The Corner

Scare Tactics on Sequester Won’t Solve the Problem

On Tuesday, the president surrounded himself with first responders and blamed Congress for his own sequestration proposal.

On Wednesday, Secretary of Defense Panetta issued a message to the Department of Defense and notified Congress of civilian personnel furloughs under the looming March 1 sequestration.

Scare tactics about the looming sequester will not solve the problem.

Instead of more blame and explanation, it’s time for leadership.

At the beginning of this year, Republicans worked with the president to avoid the so-called fiscal cliff. We approved a two-month delay of the sequester, intended to provide room and time for a larger solution.

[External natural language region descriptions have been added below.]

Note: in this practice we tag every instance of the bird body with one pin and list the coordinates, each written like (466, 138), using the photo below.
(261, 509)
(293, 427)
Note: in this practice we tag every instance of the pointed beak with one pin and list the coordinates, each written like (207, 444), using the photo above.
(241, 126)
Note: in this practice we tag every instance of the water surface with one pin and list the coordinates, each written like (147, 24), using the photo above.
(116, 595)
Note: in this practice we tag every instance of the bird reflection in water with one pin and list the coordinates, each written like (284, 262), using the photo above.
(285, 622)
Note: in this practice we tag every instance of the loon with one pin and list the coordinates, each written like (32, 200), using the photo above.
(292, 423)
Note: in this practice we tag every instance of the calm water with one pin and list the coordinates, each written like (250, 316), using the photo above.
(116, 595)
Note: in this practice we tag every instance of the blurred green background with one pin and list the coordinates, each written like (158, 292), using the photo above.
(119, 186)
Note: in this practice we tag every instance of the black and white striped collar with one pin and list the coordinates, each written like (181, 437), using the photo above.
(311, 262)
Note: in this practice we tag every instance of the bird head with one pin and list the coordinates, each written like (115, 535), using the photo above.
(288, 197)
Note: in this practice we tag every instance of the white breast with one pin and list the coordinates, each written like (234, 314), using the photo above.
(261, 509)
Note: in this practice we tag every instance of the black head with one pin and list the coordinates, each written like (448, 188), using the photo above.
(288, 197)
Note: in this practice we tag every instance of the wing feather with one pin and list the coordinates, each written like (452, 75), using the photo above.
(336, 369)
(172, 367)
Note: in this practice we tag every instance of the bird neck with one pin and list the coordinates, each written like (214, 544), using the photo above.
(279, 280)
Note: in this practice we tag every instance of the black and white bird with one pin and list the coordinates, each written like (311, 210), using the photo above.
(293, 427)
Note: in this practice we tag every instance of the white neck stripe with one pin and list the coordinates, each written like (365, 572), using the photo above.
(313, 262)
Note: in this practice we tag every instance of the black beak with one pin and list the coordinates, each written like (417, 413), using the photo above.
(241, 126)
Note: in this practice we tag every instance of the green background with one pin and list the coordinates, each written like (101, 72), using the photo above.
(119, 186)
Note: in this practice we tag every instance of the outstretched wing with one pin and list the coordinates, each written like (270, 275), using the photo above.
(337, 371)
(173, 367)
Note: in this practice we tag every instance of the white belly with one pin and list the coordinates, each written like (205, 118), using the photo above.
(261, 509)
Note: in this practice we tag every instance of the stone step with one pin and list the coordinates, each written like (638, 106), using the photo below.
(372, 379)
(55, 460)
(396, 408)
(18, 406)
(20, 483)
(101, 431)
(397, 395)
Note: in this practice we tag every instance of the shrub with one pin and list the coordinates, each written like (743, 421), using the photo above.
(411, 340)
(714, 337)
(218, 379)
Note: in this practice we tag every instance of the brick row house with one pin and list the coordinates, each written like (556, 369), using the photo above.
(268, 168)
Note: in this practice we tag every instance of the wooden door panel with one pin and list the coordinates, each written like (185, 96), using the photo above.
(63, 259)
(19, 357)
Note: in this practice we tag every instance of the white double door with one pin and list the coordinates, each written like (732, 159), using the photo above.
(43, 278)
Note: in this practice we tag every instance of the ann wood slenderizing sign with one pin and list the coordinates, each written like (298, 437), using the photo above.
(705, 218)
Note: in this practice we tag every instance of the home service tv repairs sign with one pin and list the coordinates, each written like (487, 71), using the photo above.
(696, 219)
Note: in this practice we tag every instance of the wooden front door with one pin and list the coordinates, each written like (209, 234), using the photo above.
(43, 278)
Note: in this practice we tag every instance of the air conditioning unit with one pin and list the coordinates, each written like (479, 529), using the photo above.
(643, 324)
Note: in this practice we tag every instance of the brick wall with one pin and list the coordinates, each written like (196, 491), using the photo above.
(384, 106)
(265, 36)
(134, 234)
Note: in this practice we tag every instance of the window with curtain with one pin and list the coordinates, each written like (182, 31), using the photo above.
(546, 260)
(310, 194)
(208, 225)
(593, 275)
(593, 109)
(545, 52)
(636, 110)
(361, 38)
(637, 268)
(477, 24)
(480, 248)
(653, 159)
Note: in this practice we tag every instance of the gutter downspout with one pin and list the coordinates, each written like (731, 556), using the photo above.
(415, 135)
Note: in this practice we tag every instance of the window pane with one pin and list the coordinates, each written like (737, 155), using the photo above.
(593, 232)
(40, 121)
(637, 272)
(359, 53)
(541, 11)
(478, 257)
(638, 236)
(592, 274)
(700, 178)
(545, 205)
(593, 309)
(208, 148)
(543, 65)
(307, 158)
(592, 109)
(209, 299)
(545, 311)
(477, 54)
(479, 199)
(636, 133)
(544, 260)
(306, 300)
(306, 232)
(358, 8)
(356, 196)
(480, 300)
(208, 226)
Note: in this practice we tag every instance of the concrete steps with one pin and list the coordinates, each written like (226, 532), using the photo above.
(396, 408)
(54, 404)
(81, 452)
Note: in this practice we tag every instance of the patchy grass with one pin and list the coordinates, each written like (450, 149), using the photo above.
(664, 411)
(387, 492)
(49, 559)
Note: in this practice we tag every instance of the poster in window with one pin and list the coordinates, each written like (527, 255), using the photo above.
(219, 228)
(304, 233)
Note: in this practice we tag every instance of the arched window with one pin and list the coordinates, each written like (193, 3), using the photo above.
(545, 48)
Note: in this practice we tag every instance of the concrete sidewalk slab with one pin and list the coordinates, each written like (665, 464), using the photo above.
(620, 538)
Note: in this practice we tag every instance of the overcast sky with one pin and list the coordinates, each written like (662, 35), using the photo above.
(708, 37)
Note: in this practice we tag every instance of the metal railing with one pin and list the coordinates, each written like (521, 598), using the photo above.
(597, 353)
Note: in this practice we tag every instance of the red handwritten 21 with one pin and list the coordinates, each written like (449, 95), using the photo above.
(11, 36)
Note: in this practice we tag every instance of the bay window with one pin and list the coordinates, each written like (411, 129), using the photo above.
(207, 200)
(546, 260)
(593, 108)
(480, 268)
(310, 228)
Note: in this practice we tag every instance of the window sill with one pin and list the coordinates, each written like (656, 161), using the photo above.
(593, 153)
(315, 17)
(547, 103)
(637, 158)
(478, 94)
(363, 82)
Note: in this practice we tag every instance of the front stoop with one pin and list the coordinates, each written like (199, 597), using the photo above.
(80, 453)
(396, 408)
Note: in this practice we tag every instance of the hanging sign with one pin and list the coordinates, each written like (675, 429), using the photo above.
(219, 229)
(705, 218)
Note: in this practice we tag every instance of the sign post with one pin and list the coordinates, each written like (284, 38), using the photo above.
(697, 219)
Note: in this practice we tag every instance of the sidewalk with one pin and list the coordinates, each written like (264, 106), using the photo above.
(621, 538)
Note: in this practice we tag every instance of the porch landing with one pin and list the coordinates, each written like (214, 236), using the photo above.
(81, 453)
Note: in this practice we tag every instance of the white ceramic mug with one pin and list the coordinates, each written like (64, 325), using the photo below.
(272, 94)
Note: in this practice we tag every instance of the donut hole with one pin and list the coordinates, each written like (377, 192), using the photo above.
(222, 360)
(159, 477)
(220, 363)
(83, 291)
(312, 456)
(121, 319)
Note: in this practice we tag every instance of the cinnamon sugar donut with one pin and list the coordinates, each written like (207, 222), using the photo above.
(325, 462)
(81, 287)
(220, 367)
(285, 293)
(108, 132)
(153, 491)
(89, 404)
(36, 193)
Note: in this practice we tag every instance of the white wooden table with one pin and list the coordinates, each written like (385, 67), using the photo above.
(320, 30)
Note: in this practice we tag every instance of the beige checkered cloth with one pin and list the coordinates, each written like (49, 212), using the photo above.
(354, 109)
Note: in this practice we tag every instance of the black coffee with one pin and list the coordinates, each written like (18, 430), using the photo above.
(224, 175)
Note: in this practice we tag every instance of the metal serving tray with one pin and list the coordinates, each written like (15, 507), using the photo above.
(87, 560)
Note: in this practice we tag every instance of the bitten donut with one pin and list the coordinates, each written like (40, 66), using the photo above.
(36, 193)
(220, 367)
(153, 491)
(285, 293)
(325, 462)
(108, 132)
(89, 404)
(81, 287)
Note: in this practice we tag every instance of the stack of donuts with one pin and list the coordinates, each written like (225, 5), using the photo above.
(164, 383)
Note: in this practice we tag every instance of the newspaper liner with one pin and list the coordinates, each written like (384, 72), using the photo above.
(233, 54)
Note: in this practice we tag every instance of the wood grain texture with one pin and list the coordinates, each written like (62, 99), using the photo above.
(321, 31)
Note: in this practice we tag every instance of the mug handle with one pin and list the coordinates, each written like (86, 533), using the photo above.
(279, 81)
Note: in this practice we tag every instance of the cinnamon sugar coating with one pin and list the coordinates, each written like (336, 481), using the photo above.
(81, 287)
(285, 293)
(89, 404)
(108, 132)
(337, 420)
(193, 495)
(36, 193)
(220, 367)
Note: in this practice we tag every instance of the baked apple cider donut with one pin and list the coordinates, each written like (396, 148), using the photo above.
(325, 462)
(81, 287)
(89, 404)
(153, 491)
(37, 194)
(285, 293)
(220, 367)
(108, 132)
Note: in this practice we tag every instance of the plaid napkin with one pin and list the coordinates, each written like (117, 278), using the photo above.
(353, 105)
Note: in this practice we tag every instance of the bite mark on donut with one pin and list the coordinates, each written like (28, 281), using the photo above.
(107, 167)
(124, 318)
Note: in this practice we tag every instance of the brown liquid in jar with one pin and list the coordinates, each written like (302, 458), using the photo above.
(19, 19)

House Republicans have also passed multiple bills to replace the sequester with responsible spending cuts. Senate Democratic majority leader Harry Reid blocked these bills and never allowed them to get a vote.

Time is running out.

Sequestration is about living up to the promises of cutting government spending. America has a spending problem and Washington cannot ignore it any longer.

Under President Obama:

‐Spending has increased from $2.98 trillion in FY 2008 to $3.54 trillion in FY 2012. As a percentage of GDP, spending has increased from 20.8 percent in FY 2008 to 22.8 percent in FY 2012.

‐Debt has increased by nearly $6 trillion in four years: from $10.6 trillion when the president was inaugurated to over $16.5 trillion today,

‐Four deficits in a row of over a trillion dollars, where we never had a single-year deficit of more than $500 billion in our history before.

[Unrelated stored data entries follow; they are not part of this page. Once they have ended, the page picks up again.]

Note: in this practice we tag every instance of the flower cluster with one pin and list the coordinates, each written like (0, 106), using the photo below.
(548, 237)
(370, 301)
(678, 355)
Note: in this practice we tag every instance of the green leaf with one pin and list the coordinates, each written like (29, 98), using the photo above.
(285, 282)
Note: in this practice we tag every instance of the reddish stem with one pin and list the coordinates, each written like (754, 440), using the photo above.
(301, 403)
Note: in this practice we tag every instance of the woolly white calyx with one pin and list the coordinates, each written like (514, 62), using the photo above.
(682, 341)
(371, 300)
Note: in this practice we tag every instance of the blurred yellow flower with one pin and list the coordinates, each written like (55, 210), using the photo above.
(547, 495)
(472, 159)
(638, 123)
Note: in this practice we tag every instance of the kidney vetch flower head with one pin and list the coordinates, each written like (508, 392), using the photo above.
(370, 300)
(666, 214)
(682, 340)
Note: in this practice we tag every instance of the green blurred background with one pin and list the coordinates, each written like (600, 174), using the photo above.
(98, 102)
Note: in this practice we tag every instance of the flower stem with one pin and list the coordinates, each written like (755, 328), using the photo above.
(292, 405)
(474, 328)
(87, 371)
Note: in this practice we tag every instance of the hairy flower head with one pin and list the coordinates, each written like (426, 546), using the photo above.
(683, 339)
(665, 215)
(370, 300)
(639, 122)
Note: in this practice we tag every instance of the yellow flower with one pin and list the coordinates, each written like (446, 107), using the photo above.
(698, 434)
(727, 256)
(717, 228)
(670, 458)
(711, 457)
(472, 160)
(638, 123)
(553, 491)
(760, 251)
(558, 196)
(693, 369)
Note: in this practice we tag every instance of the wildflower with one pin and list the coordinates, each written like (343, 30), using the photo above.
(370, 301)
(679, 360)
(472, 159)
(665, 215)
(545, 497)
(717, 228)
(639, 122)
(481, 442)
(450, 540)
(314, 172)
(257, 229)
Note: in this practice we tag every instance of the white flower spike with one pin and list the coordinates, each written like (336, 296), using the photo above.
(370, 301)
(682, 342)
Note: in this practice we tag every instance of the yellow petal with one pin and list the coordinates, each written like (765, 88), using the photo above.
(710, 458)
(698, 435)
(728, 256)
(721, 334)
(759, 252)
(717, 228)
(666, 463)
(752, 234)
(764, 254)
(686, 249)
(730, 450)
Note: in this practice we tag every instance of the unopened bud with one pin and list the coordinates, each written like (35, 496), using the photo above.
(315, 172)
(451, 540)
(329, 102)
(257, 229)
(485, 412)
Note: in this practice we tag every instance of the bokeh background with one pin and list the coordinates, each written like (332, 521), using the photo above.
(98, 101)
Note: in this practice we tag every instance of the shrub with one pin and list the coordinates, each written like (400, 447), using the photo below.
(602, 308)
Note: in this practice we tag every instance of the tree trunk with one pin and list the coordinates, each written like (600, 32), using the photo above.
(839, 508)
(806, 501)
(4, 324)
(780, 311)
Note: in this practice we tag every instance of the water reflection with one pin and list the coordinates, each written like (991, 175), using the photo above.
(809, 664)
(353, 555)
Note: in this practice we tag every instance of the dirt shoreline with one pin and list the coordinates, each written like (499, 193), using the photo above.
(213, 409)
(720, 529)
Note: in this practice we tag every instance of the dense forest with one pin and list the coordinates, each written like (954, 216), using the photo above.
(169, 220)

‐No meaningful mandatory spending reforms have taken place, despite the fact that mandatory spending will increase by 80 percent in the coming decade, compared to an 11 percent increase in discretionary spending.

If we don’t responsibly cut spending, Americans will continue to watch Washington waste their money and limit their personal freedom.

I think there are much better ways to do these budget cuts, and I welcome that sort of discussion with the president, but the cuts are going to occur. We’re talking about 2.5 percent of what we spend this year.

Instead of showing leadership, the commander-in-chief continues to call for more taxes on hardworking taxpayers.

His allies in Congress have put forward yet another unworkable and impassable proposal to raise taxes without serious spending reform. The furloughs that have been threatened will never materialize if the president starts asking more from Washington and less from America’s hardworking taxpayers.

— John Barrasso, a United States senator from Wyoming, is chairman of Senate Republican Policy Committee.